La Farmacia






El verano. Agosto. Una tarde que pretende cerrar por vacaciones y por riesgo de asfixia. Un silencio inmaculado dentro de un local que se interrumpe de manera constante por el girar de los ventiladores de las computadoras. No hay palabras. Ni siquiera onomatopeyas. Todo parece abocado al más absoluto e irremediable hastío. Alguien (único animado) permanece con las mirada fija hacia una pantalla de ordenador, aunque sus pensamientos se dirijan más hacia una nada infinita. Una sensación de ausencia suspendida por el siseo átono de la puerta automática.


Y se escucha un crepitar. Y otro. La realidad es que nadie atraviesa el umbral y ese alguien se pregunta si lo que sucede ha sido fruto de algún espectro incorpóreo o el mero crujido de la botella, que posa sugerente junto a su posición, al empezar a descongelarse el agua. Sin embargo, al crepitar le sucede el estallido de diversos plafones de luz y la penumbra se apodera de la estancia. Cae la noche en el interior de la farmacia. Y el miedo. Y el pánico. Y la inestimable compañía del plasma luminiscente, abarrotado de enlaces directos y documentos ininteligibles, comienza a fallar, empieza a fallarle y a tiritar. Y forma finísimas tiras opacas entre las que se intercalan otras con la información distorsionada. Se hace la más absoluta oscuridad y también un tenue rumor.

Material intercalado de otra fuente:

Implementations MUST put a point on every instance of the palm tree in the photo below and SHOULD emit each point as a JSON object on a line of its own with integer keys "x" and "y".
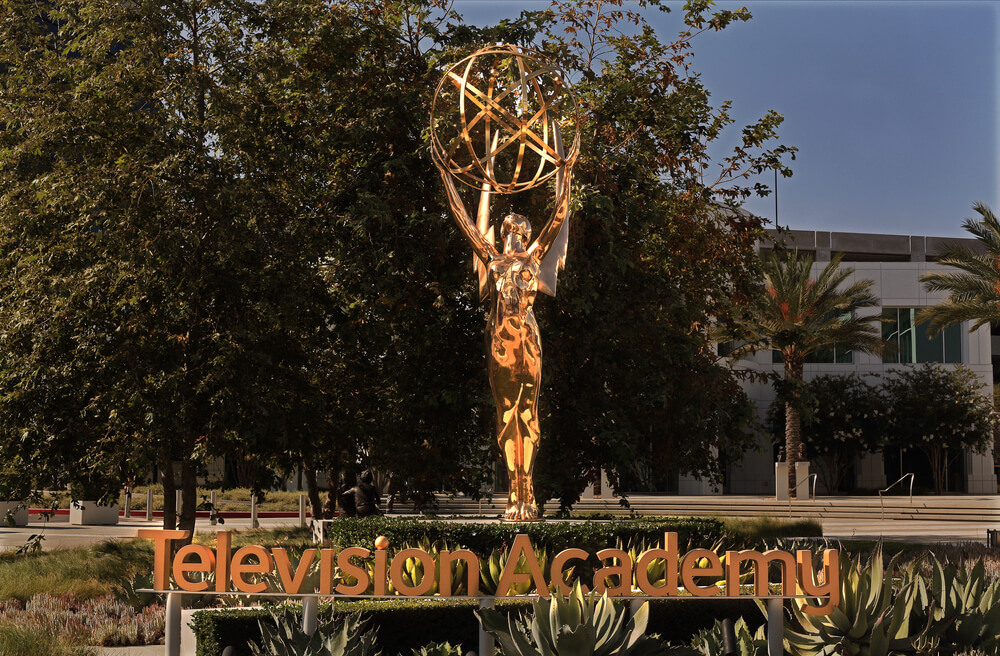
{"x": 973, "y": 290}
{"x": 799, "y": 315}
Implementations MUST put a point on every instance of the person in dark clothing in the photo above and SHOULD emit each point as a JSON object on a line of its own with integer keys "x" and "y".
{"x": 366, "y": 497}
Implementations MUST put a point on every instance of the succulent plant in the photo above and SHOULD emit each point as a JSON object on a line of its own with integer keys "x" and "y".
{"x": 572, "y": 625}
{"x": 709, "y": 642}
{"x": 285, "y": 637}
{"x": 871, "y": 619}
{"x": 961, "y": 609}
{"x": 439, "y": 649}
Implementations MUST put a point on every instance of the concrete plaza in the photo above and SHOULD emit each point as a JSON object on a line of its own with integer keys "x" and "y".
{"x": 922, "y": 519}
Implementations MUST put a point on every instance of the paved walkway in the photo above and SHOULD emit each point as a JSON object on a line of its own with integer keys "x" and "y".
{"x": 950, "y": 519}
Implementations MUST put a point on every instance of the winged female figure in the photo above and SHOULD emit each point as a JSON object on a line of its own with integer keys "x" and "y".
{"x": 511, "y": 279}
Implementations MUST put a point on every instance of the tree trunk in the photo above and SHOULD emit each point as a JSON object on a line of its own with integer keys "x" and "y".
{"x": 793, "y": 421}
{"x": 169, "y": 494}
{"x": 189, "y": 495}
{"x": 330, "y": 507}
{"x": 939, "y": 466}
{"x": 309, "y": 472}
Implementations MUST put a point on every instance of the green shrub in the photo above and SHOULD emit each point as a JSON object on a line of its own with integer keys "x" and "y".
{"x": 401, "y": 626}
{"x": 482, "y": 539}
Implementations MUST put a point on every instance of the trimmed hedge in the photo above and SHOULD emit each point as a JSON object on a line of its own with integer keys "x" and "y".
{"x": 404, "y": 625}
{"x": 483, "y": 538}
{"x": 401, "y": 625}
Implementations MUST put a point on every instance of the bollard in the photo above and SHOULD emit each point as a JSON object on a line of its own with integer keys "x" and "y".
{"x": 310, "y": 612}
{"x": 775, "y": 627}
{"x": 729, "y": 647}
{"x": 172, "y": 637}
{"x": 486, "y": 643}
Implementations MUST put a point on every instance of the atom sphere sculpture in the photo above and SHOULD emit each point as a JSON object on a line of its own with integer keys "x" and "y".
{"x": 496, "y": 125}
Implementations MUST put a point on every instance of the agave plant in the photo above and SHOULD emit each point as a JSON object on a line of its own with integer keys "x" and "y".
{"x": 709, "y": 642}
{"x": 871, "y": 619}
{"x": 285, "y": 637}
{"x": 961, "y": 609}
{"x": 572, "y": 625}
{"x": 439, "y": 649}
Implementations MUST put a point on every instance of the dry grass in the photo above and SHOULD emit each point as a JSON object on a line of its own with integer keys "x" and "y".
{"x": 86, "y": 572}
{"x": 33, "y": 641}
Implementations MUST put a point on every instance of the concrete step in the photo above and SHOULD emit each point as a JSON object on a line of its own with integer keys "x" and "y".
{"x": 984, "y": 509}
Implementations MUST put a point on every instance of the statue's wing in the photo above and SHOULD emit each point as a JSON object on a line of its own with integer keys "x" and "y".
{"x": 479, "y": 267}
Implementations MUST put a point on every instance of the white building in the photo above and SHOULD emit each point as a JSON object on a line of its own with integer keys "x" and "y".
{"x": 895, "y": 264}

Una caricia. Ese alguien nota cómo el lánguido tacto de unos dedos invisibles recorre una de sus mejillas. Una y otra vez. Una y otra. Se oye el castañear, el repiqueteo de los molares superiores contra los inferiores, una y otra vez. Una y otra. Y los temblores comienzan a manifestarse. Una vibración violenta en su interior que se acentúa con el leve susurro que experimenta en sus oídos. “Perdóname. Perdóname. Perdona”. Los tremores inician una nueva acometida, en esta ocasión en el exterior. La trastienda se agita y con cada sacudida el pánico se acrecienta. El murmullo que penetraba en su pabellón auditivo se hace voz y las paredes retumban acobardadas. El sonido se vuelve atronador “Perdóname. Perdóname. Perdona”. Una y otra vez. “Perdóname. Perdóname. Perdona”. Una y otra. “Perdóname. Perdóname. Perdona”.

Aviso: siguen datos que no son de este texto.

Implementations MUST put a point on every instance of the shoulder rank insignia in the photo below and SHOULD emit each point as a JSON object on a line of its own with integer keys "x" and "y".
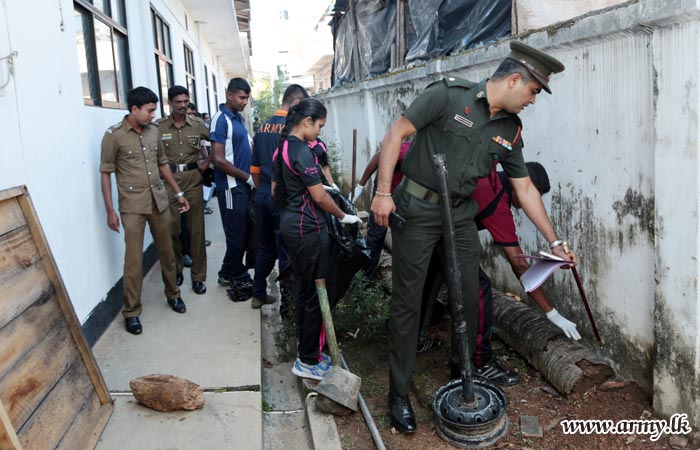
{"x": 114, "y": 127}
{"x": 502, "y": 142}
{"x": 464, "y": 120}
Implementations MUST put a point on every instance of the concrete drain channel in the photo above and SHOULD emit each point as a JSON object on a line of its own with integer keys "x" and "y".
{"x": 289, "y": 419}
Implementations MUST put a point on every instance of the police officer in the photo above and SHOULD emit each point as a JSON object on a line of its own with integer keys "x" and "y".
{"x": 473, "y": 124}
{"x": 182, "y": 134}
{"x": 133, "y": 150}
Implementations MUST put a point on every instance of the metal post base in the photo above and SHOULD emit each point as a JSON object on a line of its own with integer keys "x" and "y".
{"x": 470, "y": 426}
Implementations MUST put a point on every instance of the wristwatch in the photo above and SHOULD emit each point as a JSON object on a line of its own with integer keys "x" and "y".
{"x": 556, "y": 243}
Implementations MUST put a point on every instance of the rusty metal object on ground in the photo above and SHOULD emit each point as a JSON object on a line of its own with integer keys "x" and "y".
{"x": 167, "y": 393}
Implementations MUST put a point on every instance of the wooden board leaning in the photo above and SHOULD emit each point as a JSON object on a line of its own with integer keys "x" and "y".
{"x": 52, "y": 394}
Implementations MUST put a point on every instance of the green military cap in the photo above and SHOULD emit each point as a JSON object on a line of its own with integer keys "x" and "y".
{"x": 538, "y": 63}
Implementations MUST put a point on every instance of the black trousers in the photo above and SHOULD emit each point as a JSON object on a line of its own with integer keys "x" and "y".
{"x": 309, "y": 257}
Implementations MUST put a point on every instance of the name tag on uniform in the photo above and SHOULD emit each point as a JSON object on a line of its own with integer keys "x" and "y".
{"x": 503, "y": 142}
{"x": 464, "y": 120}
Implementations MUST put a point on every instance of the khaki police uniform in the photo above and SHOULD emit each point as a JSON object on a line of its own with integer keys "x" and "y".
{"x": 451, "y": 117}
{"x": 134, "y": 159}
{"x": 182, "y": 147}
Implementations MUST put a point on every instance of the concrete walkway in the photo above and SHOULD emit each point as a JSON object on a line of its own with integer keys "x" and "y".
{"x": 216, "y": 344}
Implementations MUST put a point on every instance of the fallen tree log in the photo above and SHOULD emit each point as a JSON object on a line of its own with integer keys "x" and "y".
{"x": 566, "y": 364}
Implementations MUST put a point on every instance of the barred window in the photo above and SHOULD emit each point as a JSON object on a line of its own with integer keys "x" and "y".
{"x": 189, "y": 73}
{"x": 164, "y": 59}
{"x": 103, "y": 52}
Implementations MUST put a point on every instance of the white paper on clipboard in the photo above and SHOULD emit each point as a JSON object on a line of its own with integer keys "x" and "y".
{"x": 538, "y": 273}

Y se hace la luz. Y despierta de su breve cabezada. Los plafones permanecen intactos y un reguero húmedo y transparente recorre una de sus comisuras. Perdóname, perdóname. “Perdona, tengo una receta de la seguridad social. Oiga. ¿Hay alguien?”. El verano. Agosto. El silencio, el hastío, el sueño y la realidad. Una vigilia anodina que se ve perturbada por el sugerente onirismo, por un subconsciente macabro y por un paciente con una receta en la mano. La rutina. Vuelta a la rutina.